The Alternative Scenario: Growth Collapses, Crisis Averted?
We continue to hold reservations as to whether the new leadership has the appetite and ability to push through much-needed structural reform. This includes: extensive privatisation of SOEs (whose total assets stood at CNY85.4trn, or 183% of nominal GDP, in 2011); exchange rate, capital account and interest rate liberalisation; reform to the hukou household registration system; and resource pricing reform, to name a few. Firstly, wholesale reform will require Beijing to take on the vested interests of local governments and politicians, whose performance is inextricably tied to land sales, property markets, and flagship infrastructure projects.

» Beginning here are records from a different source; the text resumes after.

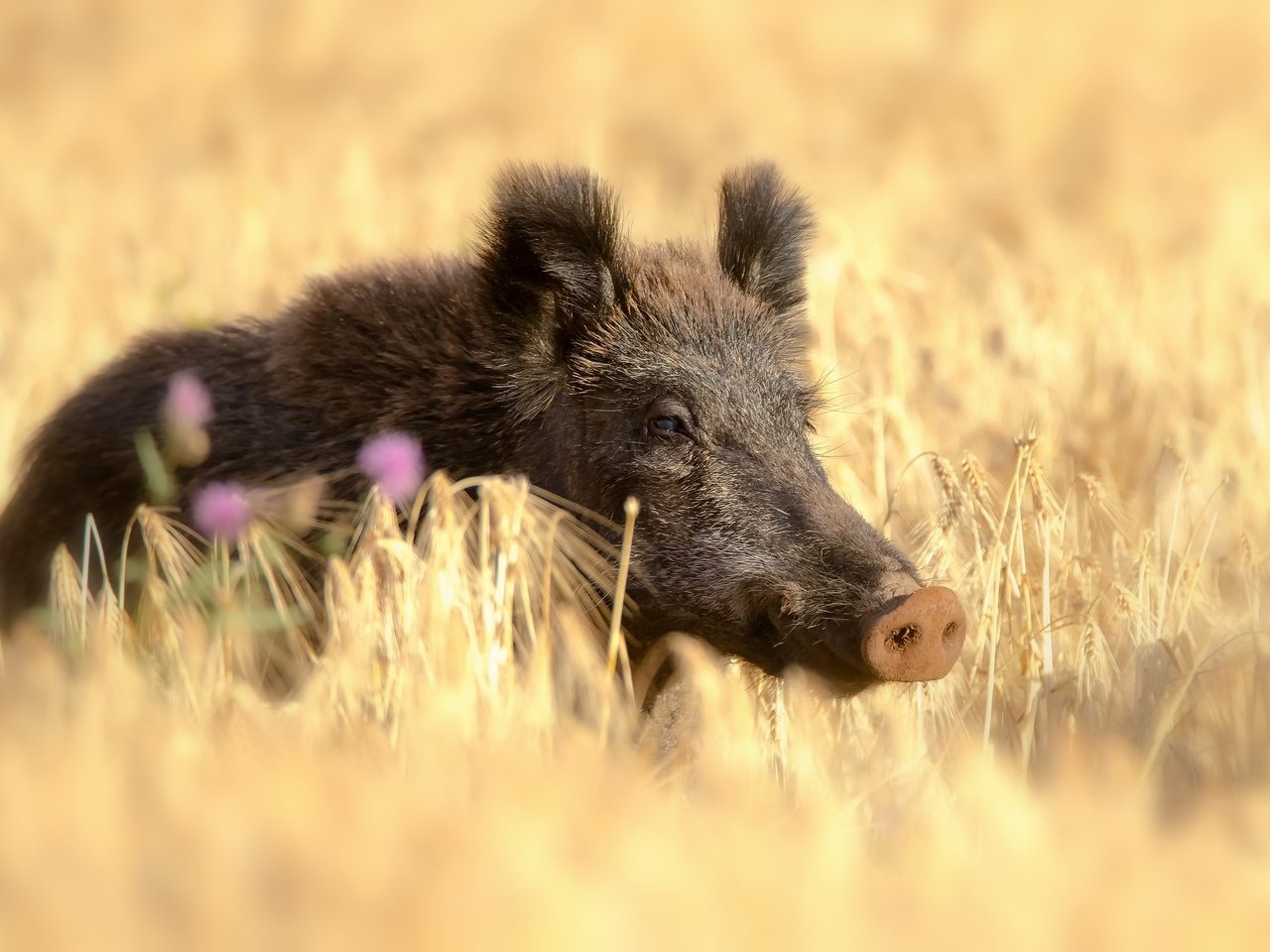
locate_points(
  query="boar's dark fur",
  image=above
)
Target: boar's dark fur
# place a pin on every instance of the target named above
(559, 350)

Secondly, we have yet to see a reining in of credit excesses. On a 12-month moving average basis, net new total social financing (TSF, a measure of aggregate credit supply) came in at an all-time high of CNY1.45trn in February. If the current pace were sustained, new credit issuance would equate to a whopping 30.5% of GDP in 2013 .

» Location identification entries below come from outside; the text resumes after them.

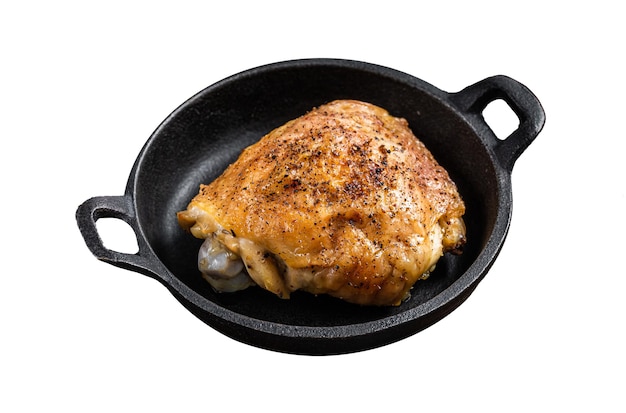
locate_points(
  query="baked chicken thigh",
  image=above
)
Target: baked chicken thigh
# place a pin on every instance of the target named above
(343, 200)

|Credit Still Flowing Freely|
|China - New Total Social Financing, CNYbn|
However, if we assume that the current leadership enacts sweeping reform initiatives, this would have game-changing implications for the economy. We actually attempted to answer this question all the way back in 2009 ( see ' Three Scenarios For Growth ', October 7 2009). At that time, we wrote:
' ... the authorities could step in to cool credit growth in the near term. This would undoubtedly, in our view, lead to reversal in recent asset price inflation, and would see investment spending (and to a lesser extent private consumption) fall sharply ...'
The above sentence still holds true. Concerted efforts to apply the brakes on credit growth, allow loss-making SOEs to fail, and enact structural reform would almost certainly trigger an economic growth collapse in China. To illustrate this point, if we assume no real growth in gross investment - and make the crude assumption that private and public consumption remain unaffected - headline real GDP growth would fall to around 5.0%. The reality would most likely be more severe as China's banks would be on the hook for major credit write-downs, and deflation in asset prices would hit consumer spending. However, such a scenario would warrant an upgrade to China's long-term growth prospects (we currently see long-term growth trending at around 5.8%), as the realisation and liquidation of poor investment would allow capital to be reallocated to more productive areas of the economy.

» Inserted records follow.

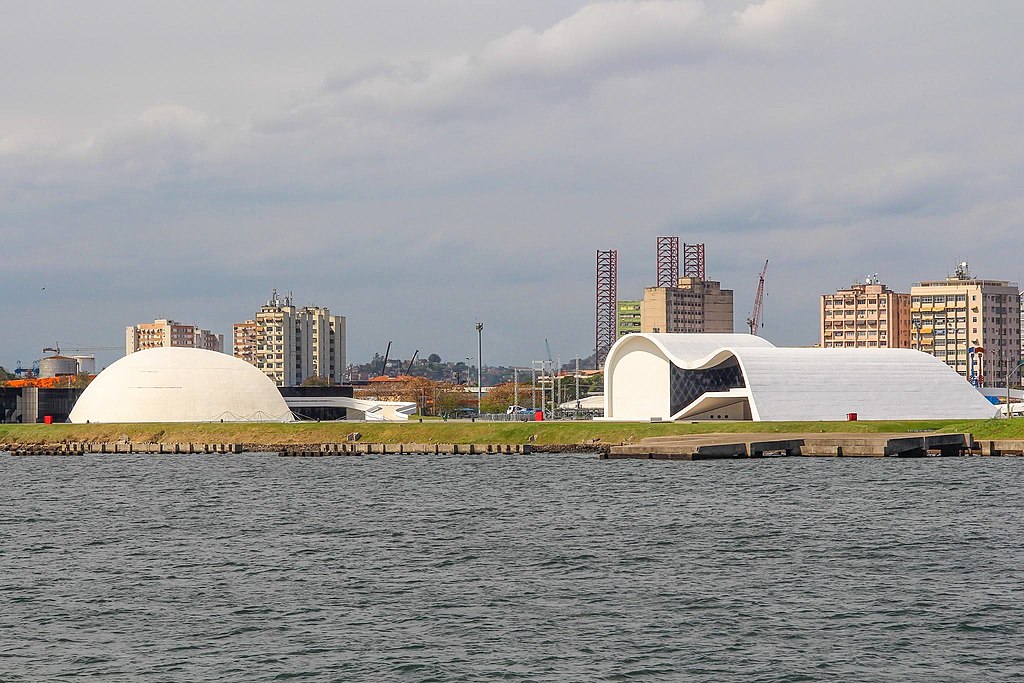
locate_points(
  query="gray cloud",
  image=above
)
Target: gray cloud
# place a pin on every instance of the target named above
(468, 160)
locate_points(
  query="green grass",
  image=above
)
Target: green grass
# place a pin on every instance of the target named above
(551, 433)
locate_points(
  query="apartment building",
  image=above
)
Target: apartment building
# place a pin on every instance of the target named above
(962, 312)
(865, 315)
(291, 343)
(164, 332)
(629, 317)
(694, 305)
(244, 341)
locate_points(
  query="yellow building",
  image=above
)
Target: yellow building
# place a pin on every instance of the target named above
(949, 316)
(694, 305)
(629, 318)
(865, 315)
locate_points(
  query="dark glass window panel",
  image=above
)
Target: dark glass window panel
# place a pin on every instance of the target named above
(688, 385)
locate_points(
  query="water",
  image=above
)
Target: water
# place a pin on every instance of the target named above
(538, 567)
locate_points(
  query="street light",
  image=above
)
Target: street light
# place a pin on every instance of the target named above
(1009, 375)
(479, 366)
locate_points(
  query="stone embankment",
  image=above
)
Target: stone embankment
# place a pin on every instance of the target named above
(306, 451)
(684, 446)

Market Implications: Staying Underweight Financials
From a China asset allocation perspective, we maintain our view that financials will underperform the market in 2013, which we are expressing via a 'Shanghai Industrials Over Hang Seng Financials' stance in our regional asset class strategy. For some, the H-Financials valuations may appear relatively attractive, with the trailing price-to-earnings (P/E) ratio currently sitting at just 8.1x. However, we would point to the 'attractive' single-digit P/E ratios enjoyed by both US and UK banks in 2007, on the eve of major housing market corrections, which exposed major asset-liability mismatches and led to a collapse in sector earnings.
|Look Out Below|
|China - Ratio Of H-Financials Over Shanghai Industrials|
On a more positive note, diminishing SOE influence could create a more level playing field, not least in terms of credit allocation (at least over the medium term) and we continue to target consumer goods/service-orientated firms with sizable market share, healthy balance sheets and (ideally) overseas aspirations. Despite closing out our bullish view on Chinese drug distributor Sinopharm on January 31 (locking in respectable gains of 30.9%), the HK-listed equity remains a good long-term play. Other sectors to watch include telecoms services, insurance and online retail.